「轰————!」的一声,正门被撞破了一个大洞,周围瞬间尘土飞扬,火光四起。看着军阀和他的军队朝着我们开枪,枪火四面八方袭击来。接着雪予姐狂踩油门,直接撞倒好几支军队,铁门也被撞得粉碎,接着涧庭他将汽油弹接二连三得拋出,使整个中庭瞬间燃起烈火。雇佣兵乱作一团、枪声交织,火光照亮了半边天空———
「去死吧!」雪予她大吼着。
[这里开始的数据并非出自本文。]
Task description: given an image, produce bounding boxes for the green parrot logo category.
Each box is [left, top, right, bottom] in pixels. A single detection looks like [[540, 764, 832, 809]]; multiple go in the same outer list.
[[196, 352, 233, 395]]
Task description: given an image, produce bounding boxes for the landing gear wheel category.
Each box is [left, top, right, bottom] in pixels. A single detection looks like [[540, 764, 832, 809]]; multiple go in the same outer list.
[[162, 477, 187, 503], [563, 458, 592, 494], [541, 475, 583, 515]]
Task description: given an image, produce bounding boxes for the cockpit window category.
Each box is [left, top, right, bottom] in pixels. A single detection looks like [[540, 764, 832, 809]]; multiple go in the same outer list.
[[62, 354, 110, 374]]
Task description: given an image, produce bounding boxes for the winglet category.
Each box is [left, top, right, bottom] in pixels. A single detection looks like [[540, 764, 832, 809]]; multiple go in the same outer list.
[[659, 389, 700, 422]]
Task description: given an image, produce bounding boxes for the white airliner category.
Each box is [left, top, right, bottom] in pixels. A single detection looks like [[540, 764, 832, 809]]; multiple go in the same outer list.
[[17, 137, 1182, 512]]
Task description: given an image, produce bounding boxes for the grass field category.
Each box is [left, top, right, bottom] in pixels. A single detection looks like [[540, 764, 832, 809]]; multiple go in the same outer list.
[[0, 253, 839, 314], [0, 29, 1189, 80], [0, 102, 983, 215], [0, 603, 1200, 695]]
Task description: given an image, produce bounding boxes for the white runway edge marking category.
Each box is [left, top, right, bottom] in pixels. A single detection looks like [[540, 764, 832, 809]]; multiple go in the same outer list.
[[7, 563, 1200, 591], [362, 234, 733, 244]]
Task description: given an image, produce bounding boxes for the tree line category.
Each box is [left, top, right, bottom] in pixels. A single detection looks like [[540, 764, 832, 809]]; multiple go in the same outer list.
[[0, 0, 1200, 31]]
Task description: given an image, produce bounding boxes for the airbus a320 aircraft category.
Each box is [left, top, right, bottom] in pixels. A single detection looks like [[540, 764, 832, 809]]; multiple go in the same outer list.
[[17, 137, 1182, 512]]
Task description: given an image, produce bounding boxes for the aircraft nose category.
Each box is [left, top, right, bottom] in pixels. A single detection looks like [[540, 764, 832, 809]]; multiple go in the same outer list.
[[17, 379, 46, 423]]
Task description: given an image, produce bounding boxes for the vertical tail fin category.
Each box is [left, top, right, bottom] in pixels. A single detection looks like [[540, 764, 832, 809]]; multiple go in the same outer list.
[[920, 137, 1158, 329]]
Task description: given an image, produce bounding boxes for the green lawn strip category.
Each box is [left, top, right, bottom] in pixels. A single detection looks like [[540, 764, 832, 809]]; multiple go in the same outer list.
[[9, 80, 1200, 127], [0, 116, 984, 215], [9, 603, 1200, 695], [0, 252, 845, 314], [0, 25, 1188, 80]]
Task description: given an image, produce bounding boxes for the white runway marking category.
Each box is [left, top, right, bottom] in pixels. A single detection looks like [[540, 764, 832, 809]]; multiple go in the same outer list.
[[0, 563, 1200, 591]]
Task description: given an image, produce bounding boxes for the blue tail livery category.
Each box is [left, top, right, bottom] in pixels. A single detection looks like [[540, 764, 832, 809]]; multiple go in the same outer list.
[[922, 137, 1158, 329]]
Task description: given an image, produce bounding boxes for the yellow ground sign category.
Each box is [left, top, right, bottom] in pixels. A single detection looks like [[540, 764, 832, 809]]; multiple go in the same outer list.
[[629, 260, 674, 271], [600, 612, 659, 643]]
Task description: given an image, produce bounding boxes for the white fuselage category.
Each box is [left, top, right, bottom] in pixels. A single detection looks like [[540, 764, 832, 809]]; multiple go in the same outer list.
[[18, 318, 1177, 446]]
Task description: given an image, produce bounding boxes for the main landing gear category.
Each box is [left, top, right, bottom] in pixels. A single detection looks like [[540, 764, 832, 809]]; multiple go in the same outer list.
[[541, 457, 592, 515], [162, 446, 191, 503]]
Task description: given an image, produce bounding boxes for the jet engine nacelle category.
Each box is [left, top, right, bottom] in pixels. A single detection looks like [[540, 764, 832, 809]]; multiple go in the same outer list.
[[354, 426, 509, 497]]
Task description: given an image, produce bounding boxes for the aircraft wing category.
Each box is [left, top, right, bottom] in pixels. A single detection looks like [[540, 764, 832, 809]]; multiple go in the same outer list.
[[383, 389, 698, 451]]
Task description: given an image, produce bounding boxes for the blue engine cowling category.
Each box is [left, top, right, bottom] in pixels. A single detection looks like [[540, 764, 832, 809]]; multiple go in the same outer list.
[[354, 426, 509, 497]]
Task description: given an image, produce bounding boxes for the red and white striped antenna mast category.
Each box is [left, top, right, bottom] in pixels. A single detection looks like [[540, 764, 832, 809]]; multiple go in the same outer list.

一边开车,一边用火焰喷射器扫过来袭的敌人,火蛇般的烈焰把他们烧得哭嚎连连。
「阿冷!换你接手方向盘!涧庭我们走吧!」她喊着。
她和涧庭跳下战车后,直接衝进营地中庭区,「东哥!可欣!」涧庭也跟着大喊寻找着。涧庭一边杀敌,一边掩护雪予姐,看他一手丢汽油弹,一手挥着削骨刀,把扑上来的士兵一个砍翻。这是我第一次看到涧庭的身手,不愧是石东和雪予姐的朋友。但那姿态又更比他们还要优雅。
我不停的集中砲火打向中庭广场,瞬间击溃他们的主要部队。而终于在中庭的某处,我看见熟悉的身影——石东被一部分雇佣兵给制服住,他全身是伤,可欣也在旁边。
「是他们!找到他们了」我声音颤抖。
涧庭和雪予姐也看见了,但似乎还不好去拯救他们
「来吧。这个给你」涧庭把武器给了雪予姐。
「我先去燃油库那我们要的柴油,然后我再去引爆。」
雪予姐点了点头「注意安全,好了发信号弹」
接着雪予姐立刻衝了过去,手持着加工后的武器,彷彿像是战神附体。趁人不备连续攻击制服他们的雇佣兵。石东抬起头,满是血丝的眼睛居然还能笑:「雪……你们真的来了。」
可欣呆滞的眼神这才泛起了光,她颤声喃喃的「雪予姐……?」
石东暂时虚弱到站不稳,雪予姐要搀扶着他时却被他拒绝,石东不忘提醒:「我身上……有毒血……别靠太近。」
雪予姐诧异?可欣急忙解释「我们被迫要在他身上做实验,所以现在东哥身上有吸血鬼的病毒在。」
听完后的雪予姐怒气飆升,现在无处发洩的她怒骂着
「王八蛋!这群没人性的畜生!」
雪予姐手里握着燃烧的火焰枪。她的眼泪在火光里闪烁,「我说过不会丢下你的。」
这时军阀注意到雪予姐,他举起枪朝他们射了几枪当作警讯「老闆娘,我给过你机会了。但你还是敬酒不吃是吗?」
雪予姐赶紧将他们两人退到他们身后,越来越多的援军到来,而这时我驾驶快餐车的火药也快要空了。他们也开始完全把我给团团包围起来。外头的雇佣兵纷纷举起枪对准了我,逼我下车投降。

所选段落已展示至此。